Combien plus douces sont les images que nous présentent, du XVIIe au XVIIIe siècle, ces nombreux tombeaux où sont réunis des époux, grands seigneurs, bourgeois ou simples paysans! Leurs effigies sont reproduites sur la pierre, et leurs mains qui se joignent dans l'attitude de la prière nous disent que ce n'est pas seulement dans ce froid sépulcre qu'ils ont espéré la réunion suprême[223].

Note 223:[ (retour) ] Voir de nombreux exemples dans les Inscriptions de la France recueillies par M. de Guilhermy.

Tantôt la femme est partie la première, bénissant son mari, ses enfants, et fatiguée de la route, s'est endormie dans la paix du Christ après avoir rempli sa mission. La duchesse de Liancourt, dont nous avons souvent remarqué les fortes pensées, va quitter celui qui, pendant cinquante-quatre ans, a été son compagnon de route, celui qui d'abord a marché dans la voie mondaine et qu'elle a ramené dans le sentier du Seigneur. Tous deux alors, suivant un exemple que nous avons souvent constaté dans la Gaule chrétienne et pendant le moyen âge, n'ont plus voulu être que frère et soeur.
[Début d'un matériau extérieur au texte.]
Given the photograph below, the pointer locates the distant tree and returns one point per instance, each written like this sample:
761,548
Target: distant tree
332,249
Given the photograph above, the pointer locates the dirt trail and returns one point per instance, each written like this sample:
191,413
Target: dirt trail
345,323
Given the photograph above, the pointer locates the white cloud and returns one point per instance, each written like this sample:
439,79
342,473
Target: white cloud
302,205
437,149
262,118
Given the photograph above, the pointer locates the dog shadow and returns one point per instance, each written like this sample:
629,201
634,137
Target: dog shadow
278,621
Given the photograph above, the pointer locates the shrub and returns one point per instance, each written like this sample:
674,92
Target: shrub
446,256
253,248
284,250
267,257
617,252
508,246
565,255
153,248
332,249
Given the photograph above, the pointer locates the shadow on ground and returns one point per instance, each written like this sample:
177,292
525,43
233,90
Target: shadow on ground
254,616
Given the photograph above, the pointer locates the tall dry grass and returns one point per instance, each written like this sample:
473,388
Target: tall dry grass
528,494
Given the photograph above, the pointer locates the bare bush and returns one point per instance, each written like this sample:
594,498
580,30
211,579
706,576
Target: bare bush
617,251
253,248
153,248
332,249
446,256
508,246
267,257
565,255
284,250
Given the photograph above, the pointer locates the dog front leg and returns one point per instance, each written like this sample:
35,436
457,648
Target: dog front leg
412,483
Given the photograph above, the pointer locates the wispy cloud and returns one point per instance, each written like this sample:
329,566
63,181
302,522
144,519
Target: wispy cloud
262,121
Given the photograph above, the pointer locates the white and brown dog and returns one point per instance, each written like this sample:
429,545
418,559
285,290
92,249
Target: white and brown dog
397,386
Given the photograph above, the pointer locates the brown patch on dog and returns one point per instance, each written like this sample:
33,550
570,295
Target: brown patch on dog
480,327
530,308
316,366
Lorsqu'elle sent approcher la mort, Mme de Liancourt, cette vaillante chrétienne, se fait porter au lieu où sa sépulture est marquée; et avant de fermer les yeux elle dit à son mari: «Je m'en vas; apparemment nous ne serons pas séparés longtemps; car à l'âge où nous sommes, le survivant suivra bientôt. Je pars donc dans l'espérance de vous revoir. Ce qu'il y a de sensible dans l'amitié des chrétiens, n'est rien. Il n'y a de grand que la charité, qui demeure toujours, et qui est bien plus parfaite dans le ciel que sur la terre. C'est par elle que nous serons toujours inséparablement unis.. Et si Dieu me fait miséricorde, je le prierai qu'il nous réunisse bientôt.» Le duc fondait en larmes, ainsi qu'un prêtre qui était près de la mourante. Et elle, s'étonnant de voir pleurer l'homme de Dieu, qui, croyait-elle, devait consoler son mari, elle lui témoignait sa surprise et ajoutait: «Pour moi, grâce à Dieu, je suis en paix. Peut-on être fâchée d'aller voir Jésus-Christ? Si l'on a quelque chose à mettre sur ma tombe, il faut que ce soit: «Je crois que mon Rédempteur est vivant, et que je le verrai en ma chair[224]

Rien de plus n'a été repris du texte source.